INITIAL VENTILATOR SETTINGS IN APRV

As we described in the previous section, P high and T high are set to increase end-inspiratory lung volume, recruitment, and oxygenation. P low and T low regulate end-expiratory lung volume, and their settings should prevent derecruitment but ensure adequate alveolar ventilation (Table 1).

P high. In selecting an initial P high, we measure the plateau pressure in a conventional mode using an accepted protective strategy, such as volume-control mode. If the plateau pressure is lower than 30 cm H₂O, we use this pressure as our initial P high. If the plateau pressure is higher than 30 cm H₂O, we select 30 cm H₂O as an initial P high to minimize peak alveolar pressure and reduce the risk of lung overdistention.

P low is set at 0 cm H₂O.

T high is set at 4 seconds and is then adjusted if necessary.

T low is probably the most difficult variable to set because it needs to be short enough to avoid derecruitment but still long enough to allow alveolar ventilation. We usually start with a T low of 0.6 to 0.8 seconds.

ADJUSTING THE VENTILATOR SETTINGS

For hypoxemia. Physician-controlled variables that affect oxygenation in APRV are:

• Mean airway pressure (dependent primarily on P high and T high)
• Fraction of inspired oxygen (Fio₂).

Inadequate oxygenation usually requires increasing one or both of these settings.

Physician-controlled variables that affect alveolar ventilation in the APRV mode are:

• Pressure gradient (P high minus P low)
• Airway pressure release time (T low)
• Airway pressure release frequency.¹⁴ Frequency is related to total cycle time of mandatory breaths by the following equation³:

frequency = 60/cycle time = 60/(T high + T low).

Note that if T low remains constant, adjusting T high will adjust frequency (the more time the lung remains inflated, the lower the respiratory frequency). Conversely, some ventilators allow adjustment of frequency, making T high the dependent variable. The goal of this mode is to recruit alveoli and improve oxygenation, so we usually do not modify the pressure gradient to improve ventilation.

Reprinted from Frawley PM, Habashi NM. Airway pressure release ventilation: theory and practice. AACN Clinical Issues 2001; 12:234–246, with permission from Wolters Kluwer Health/Lippincott, Williams & Wilkins.

In practice, physicians rarely calculate the time constant for each patient to set T low.

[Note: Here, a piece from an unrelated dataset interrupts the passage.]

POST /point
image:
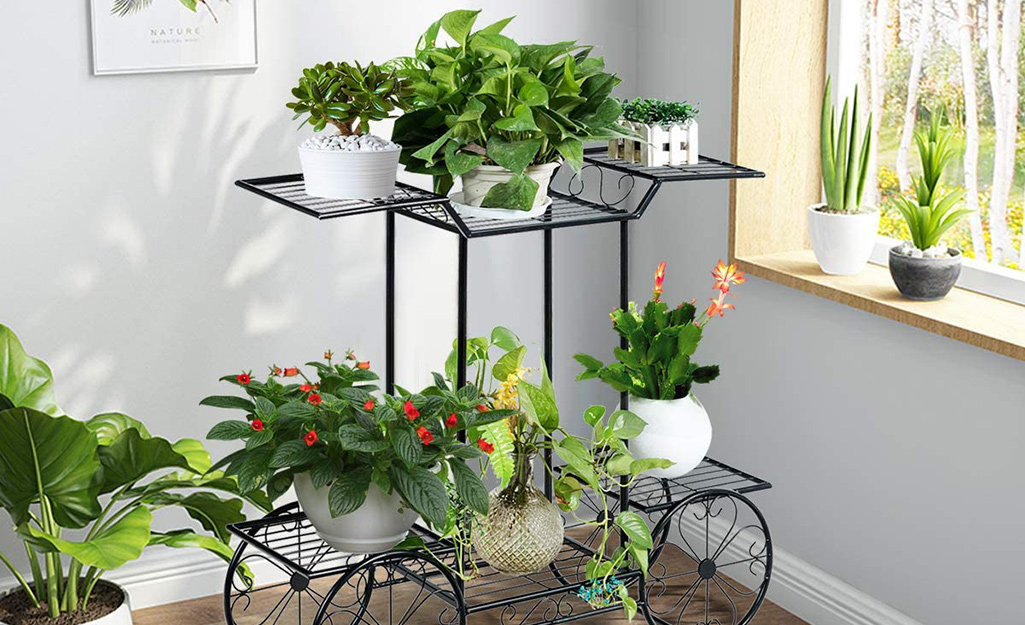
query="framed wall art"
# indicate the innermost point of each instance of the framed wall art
(148, 36)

Hence, T low is usually adjusted according to the flow-time curve on the ventilator, so that the pressure release ends when expiratory flow reaches approximately 40% of the peak expiratory flow, ie, approximately 1 time constant (Figure 3).¹³

For hypercapnia. A frequent and expected consequence of lung-protective ventilation strategies is hypercapnia, termed “permissive” hypercapnia because it is allowed to some extent. In APRV, some degree of CO₂ retention is not unusual. When the measured Paco₂ becomes extreme, we usually increase the frequency of releases by shortening T high, recognizing that this adjustment may affect recruitment by lowering the mean airway pressure.

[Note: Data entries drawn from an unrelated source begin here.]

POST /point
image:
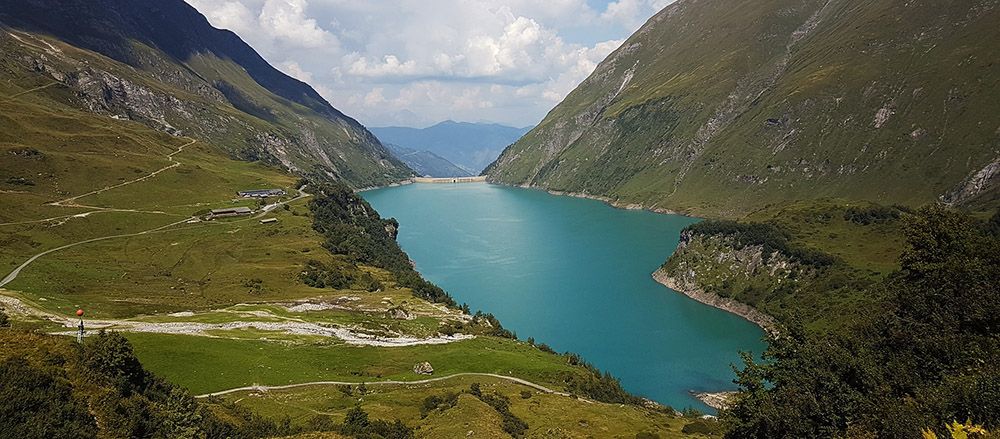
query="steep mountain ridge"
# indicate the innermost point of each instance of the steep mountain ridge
(162, 64)
(720, 109)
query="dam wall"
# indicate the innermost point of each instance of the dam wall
(476, 179)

Spontaneous breaths. A positive aspect of APRV that contributes to its tolerability for patients is that it allows for spontaneous respiration. In some studies of patients with ARDS ventilated with APRV, spontaneous breathing accounted for 10% to 30% of the total minute ventilation and was responsible for an improvement in ventilation-perfusion matching and oxygenation.^15,16 We titrate our patients’ sedation to a goal of spontaneous breathing of at least 10% of total minute ventilation.